All of this may make The Hunger Games: Mockingjay – Part 2 a bleak, hopeless endeavor, but it is a credit to Francis Lawrence, who has directed the previous two movies, that the film is still a rousing adventure. After the first Mockingjay film substituted character drama for the action that dominated the first two films, the second one is a fine return to form. In particular, the action sequences once Katniss reaches the Capitol are among the most spectacular.
Additionally, the supporting cast of stars remains intact, even if their roles are reduced either because of the narrow focus on the conclusion or, in the case of the late Philip Seymour Hoffman, because external events necessitated reducing the role. Hoffman appears thanks to the use of special effects, which are serviceable yet still do justice to the beloved acting titan.
The film may not have enough of either Effie Trinket (Elizabeth Banks) or Haymitch Abernathy (Woody Harrelson), but their presence is always welcome in order to ensure that no Hunger Games movie goes without characters with silly names and even sillier haircuts. This absurdity is no detriment, however; it deflates the often self-serious tone to allow an undercurrent of levity.

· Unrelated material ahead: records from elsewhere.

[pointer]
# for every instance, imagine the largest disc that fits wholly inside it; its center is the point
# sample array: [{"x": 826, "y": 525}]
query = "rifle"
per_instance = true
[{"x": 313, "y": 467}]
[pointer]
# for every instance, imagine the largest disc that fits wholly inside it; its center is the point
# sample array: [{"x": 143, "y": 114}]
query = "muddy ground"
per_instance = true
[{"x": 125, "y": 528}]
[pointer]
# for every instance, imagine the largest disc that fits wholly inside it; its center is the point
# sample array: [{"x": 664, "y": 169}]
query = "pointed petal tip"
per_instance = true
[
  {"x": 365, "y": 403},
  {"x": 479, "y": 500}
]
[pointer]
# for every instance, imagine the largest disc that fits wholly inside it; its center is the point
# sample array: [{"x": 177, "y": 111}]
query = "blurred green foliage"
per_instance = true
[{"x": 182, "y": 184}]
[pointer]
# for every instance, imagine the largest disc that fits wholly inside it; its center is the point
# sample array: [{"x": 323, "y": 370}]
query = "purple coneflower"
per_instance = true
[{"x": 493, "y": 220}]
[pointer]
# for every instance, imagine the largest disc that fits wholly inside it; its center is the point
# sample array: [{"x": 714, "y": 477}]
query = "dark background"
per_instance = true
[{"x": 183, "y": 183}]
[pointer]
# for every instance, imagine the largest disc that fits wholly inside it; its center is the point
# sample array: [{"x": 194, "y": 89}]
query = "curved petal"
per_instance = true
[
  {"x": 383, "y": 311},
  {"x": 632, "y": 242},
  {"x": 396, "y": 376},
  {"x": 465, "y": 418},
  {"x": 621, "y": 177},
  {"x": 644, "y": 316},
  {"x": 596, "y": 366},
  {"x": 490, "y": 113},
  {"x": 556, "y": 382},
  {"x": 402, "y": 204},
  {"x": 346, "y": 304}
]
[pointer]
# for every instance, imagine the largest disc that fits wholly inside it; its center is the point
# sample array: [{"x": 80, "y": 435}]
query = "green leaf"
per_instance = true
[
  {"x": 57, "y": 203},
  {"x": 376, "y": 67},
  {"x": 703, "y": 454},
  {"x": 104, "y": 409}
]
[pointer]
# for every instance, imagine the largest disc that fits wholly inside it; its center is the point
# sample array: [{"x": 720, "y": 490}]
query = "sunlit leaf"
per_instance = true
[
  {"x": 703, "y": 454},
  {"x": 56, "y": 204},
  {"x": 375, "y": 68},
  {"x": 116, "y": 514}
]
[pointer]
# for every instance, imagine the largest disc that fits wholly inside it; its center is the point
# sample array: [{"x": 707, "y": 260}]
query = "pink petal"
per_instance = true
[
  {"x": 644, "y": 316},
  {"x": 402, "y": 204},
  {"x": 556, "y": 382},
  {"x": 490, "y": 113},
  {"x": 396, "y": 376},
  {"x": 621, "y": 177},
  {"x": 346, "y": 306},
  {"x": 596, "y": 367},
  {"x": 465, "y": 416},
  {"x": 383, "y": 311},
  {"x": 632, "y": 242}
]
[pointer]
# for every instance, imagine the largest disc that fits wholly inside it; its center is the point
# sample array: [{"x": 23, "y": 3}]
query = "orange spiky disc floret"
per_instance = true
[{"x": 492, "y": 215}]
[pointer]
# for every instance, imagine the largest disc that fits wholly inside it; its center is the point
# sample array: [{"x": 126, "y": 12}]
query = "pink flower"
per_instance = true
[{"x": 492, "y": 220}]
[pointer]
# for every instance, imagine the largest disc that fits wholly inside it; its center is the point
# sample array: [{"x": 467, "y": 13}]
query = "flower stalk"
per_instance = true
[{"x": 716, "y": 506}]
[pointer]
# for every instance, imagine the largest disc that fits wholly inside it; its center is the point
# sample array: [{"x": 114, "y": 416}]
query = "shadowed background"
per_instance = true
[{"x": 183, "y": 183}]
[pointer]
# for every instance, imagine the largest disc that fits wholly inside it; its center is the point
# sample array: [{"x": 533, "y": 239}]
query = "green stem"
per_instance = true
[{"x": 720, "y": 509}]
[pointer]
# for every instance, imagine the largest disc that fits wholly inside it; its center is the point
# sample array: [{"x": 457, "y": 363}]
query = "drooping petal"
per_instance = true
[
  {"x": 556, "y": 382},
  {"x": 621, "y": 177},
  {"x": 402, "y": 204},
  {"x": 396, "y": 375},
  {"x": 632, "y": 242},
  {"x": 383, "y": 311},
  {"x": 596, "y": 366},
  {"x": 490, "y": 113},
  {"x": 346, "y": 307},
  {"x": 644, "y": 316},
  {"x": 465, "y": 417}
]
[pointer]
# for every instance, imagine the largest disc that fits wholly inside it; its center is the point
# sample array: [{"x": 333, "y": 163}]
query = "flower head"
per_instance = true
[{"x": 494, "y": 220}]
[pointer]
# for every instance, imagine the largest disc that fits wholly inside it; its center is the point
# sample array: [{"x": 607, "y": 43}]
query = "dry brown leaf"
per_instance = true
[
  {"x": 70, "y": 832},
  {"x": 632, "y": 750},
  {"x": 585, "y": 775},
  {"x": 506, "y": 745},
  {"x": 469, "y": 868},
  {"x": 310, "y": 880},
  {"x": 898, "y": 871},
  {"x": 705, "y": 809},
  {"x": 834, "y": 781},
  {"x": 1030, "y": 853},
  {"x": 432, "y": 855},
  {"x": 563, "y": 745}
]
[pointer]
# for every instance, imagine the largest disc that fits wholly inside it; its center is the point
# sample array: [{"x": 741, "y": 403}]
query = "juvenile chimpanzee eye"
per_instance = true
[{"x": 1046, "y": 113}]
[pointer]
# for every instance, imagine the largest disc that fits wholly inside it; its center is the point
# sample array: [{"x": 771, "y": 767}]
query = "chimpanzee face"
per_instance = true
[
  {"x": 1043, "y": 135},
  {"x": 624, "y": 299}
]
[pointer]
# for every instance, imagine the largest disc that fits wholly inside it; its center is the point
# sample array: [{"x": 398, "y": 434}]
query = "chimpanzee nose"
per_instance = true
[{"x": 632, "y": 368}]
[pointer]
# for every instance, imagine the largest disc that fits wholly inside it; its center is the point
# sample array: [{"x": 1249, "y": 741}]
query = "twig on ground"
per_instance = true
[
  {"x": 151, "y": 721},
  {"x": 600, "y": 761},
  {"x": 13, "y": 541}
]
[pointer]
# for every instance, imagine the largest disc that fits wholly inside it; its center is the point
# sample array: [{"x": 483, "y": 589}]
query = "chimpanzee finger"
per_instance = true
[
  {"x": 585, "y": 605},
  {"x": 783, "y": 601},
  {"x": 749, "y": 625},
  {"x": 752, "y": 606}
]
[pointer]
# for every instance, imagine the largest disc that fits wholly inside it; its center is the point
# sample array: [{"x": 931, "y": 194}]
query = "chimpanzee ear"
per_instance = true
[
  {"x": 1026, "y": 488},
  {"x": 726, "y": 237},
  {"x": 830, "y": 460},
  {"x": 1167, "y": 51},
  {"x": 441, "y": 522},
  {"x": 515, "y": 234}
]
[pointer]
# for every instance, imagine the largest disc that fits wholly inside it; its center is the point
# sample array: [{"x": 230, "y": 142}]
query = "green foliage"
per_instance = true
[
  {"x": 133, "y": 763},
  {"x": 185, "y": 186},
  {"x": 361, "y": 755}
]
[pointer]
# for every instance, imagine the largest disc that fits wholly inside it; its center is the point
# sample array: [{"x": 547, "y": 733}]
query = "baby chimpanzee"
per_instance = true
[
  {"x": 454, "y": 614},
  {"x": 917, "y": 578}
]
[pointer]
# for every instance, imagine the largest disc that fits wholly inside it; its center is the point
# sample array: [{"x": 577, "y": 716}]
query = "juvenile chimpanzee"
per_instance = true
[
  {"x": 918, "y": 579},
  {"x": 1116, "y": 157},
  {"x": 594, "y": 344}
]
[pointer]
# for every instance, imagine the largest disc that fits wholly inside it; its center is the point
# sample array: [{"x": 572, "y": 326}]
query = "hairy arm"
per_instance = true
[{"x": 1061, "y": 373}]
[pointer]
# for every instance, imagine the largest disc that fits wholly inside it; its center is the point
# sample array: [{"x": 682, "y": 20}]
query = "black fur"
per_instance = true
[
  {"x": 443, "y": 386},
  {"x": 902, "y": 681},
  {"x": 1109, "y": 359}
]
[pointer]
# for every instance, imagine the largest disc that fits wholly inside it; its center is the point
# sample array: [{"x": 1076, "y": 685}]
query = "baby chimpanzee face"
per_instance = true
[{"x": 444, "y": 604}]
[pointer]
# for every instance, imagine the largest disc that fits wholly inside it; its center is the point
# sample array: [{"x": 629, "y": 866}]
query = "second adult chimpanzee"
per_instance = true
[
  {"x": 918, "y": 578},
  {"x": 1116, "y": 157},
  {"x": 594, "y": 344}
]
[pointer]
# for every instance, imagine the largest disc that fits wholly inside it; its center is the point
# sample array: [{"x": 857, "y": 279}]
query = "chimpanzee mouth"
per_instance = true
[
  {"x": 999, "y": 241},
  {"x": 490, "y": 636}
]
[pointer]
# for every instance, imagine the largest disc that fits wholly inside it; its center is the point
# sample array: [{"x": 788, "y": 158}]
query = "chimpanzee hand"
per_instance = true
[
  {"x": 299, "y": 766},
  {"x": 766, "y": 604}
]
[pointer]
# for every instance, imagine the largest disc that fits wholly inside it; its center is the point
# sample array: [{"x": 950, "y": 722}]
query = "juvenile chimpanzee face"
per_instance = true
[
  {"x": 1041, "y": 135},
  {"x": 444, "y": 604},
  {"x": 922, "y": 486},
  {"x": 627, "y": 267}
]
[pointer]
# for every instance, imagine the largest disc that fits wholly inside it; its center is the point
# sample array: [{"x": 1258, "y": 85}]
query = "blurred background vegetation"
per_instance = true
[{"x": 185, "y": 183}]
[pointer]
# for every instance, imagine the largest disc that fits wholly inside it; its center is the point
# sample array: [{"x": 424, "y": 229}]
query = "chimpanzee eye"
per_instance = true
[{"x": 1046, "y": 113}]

Of the veteran character actors, the one mainstay of the series to maintain a major role in the final installment is Donald Sutherland, who gives the film’s best performance as President Snow, a wily opponent who tears into every line with glee. Sutherland maintains the same mischievous twinkle he first displayed in MASH 45 years ago. Even in the face of certain defeat, he still remains wiser and more cunning than any other character, and viewers should question whether he truly is the villain that the series has always portrayed him to be.
The Hunger Games may be based on a series of Young Adult novels, but what separates it from fluff like the Twilight series and even the expertly-crafted The Maze Runner is that it refuses to minimize the damage done to the characters. It is a depressing commentary on American culture that after more than a decade of our nation engaging in two simultaneous wars, a series of movies aimed at teenagers is the boldest fictional take on post-traumatic stress disorder. This provides a mature complication to the film’s ending, which demonstrates that even those characters who remain alive in the extended coda to the film will always be to some extent broken.
Perhaps the most fascinating aspect of The Hunger Games series is that Katniss is the film’s hero but never fully the protagonist. She is a pawn in the civil wars of Panem, a symbol for both sides but rarely able to act with full agency no matter how much she attempts to assert it. There are rare moments when her actions truly matter, and the film suggests that – except for one critical decision during the movie’s climax – the war might have ended the same way whether she lives or dies.
The Hunger Games: Mockingjay – Part 2 is a more than satisfying ending to the series that will please those who have followed the films, except perhaps the most ardent fans of whichever suitor Katniss does not choose. The film may conclude with many of the beloved characters safe and secure for the first time since Katniss made the fateful choice to enter the games, but it does the film injustice to call it a happy ending. This Young Adult series started as a fable for the young, but it ends as a complex cautionary tale for adults.